Tindakan-tindakan bersama yang mampu membentuk struktur atau lembaga itu hanya mungkin disebabkan oleh interaksi interaksi simbolis, yang dalam menyampaikan makna menggunakan isyarat dan bahasa. Melalui simbol-simbol yang berarti, simbol-simbol yang telah memiliki makna, obyek-obyek yang dibatasi dan ditafsirkan. Melalui proses interaksi makna-makna tersebut disampaikan pada pihak lain.
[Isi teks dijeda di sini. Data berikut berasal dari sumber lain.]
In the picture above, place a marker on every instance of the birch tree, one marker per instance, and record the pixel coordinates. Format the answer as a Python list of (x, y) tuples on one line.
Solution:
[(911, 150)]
Premis premis teoritis interaksionisme simbolis Blumer ini membimbingnya dalam menetapkan garis besar metodologis penelitian. Tindakan sosial harus dilihat sebagi suatu proses dan sehubungan dengan bagaimana tindakan itu tebentuk. Karena organisasi atau struktur sosial dilihat sebagai tindakan organisasi. Interaksionisme simbolis mencoba menjelaskan bagaimana cara partisipan membatasi, menafsirkan dan menangkap situasi-situasi, yang kemudian memperlancar pembentukan struktur atau perubahannya. Dalam penelitian empiris hakikat prosesual pembentukan “diri” dan struktur sosial tidak boleh diabaikan.